Ese destino de "figura política más importante del próximo quinquenio", que le vaticinó Julio De Vido a la Presidenta hace unos meses, se complicaría si la UCR acordara en cambio adherir a la postulación de Sergio Massa, como propone el sector encabezado por el senador Gerardo Morales. Lo que pondría en riesgo la supervivencia del kirchnerismo como espacio político es que en la elección presidencial de octubre se imponga un peronista, que lo fagocite internamente.

Es verdad que, como vienen advirtiendo el titular del radicalismo, Ernesto Sanz, y la líder de la Coalición Cívica, Elisa Carrió, el gran acuerdo con el PRO evitaría la fragmentación opositora, forzaría probablemente al postulante oficialista Daniel Scioli a un ballotage y podría evitar que siga gobernando el peronismo para "salvar así a la República".

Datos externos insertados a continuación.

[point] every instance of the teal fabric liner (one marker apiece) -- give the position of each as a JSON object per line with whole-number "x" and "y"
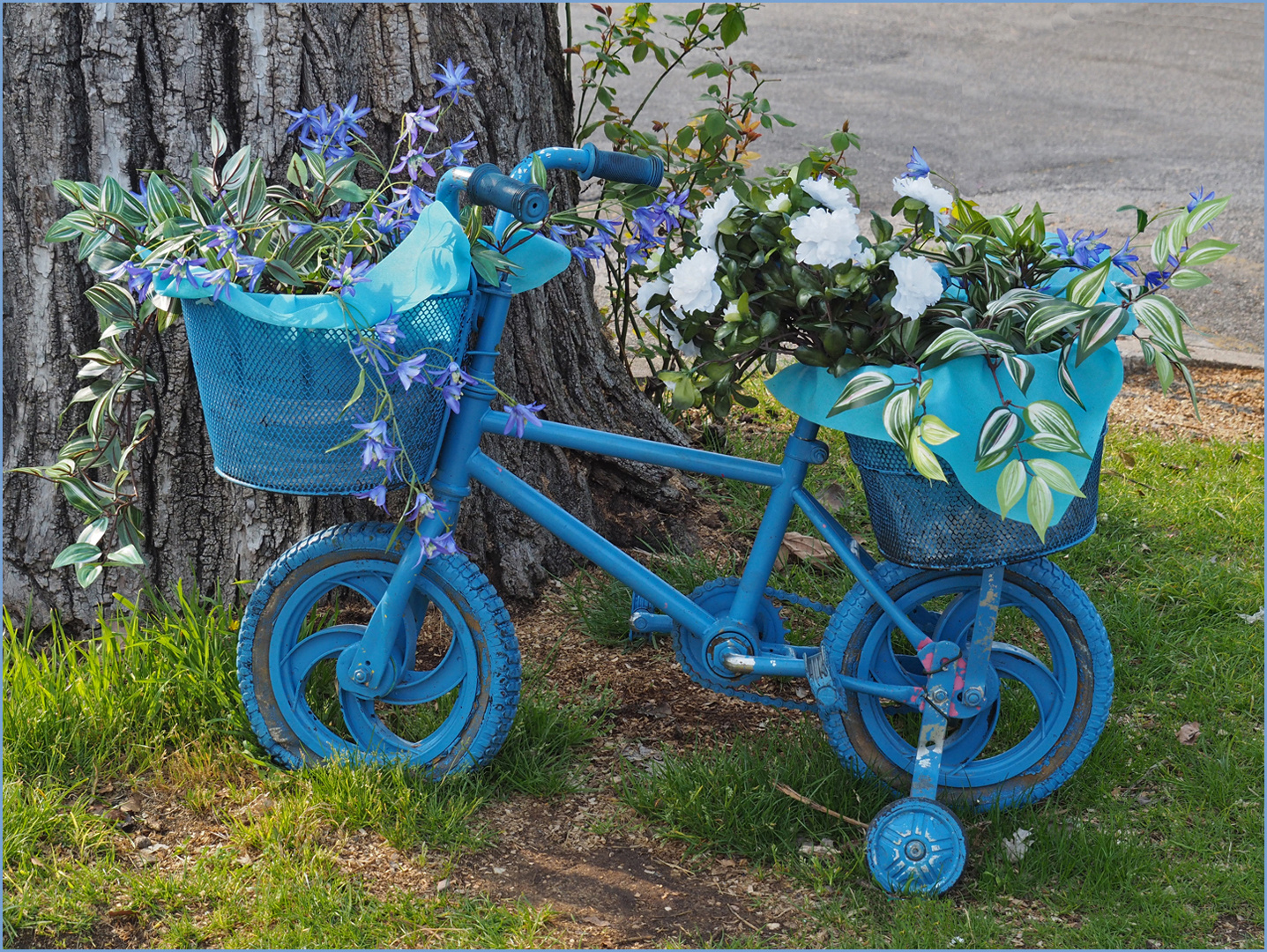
{"x": 432, "y": 260}
{"x": 963, "y": 394}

Pero también se daría el escenario deseado por la Presidenta, que sabe que si un peronista llega al sillón de Rivadavia se queda allí por varios años. Se verá, llegado el momento, si Cristina bendice a Scioli o lo combate como hizo Carlos Menem en 1999 con Eduardo Duhalde.

La UCR, en tanto, mantendría su estructura en el Congreso, podría ganar al menos ocho gobernaciones y volvería a soñar con las mieles del poder con cargos en un futuro gabinete macrista.

En cambio, sería el peronismo en cualquiera de sus dos variantes -el oficialista de Scioli o el opositor de Sergio Massa- el gran perdedor de la jornada.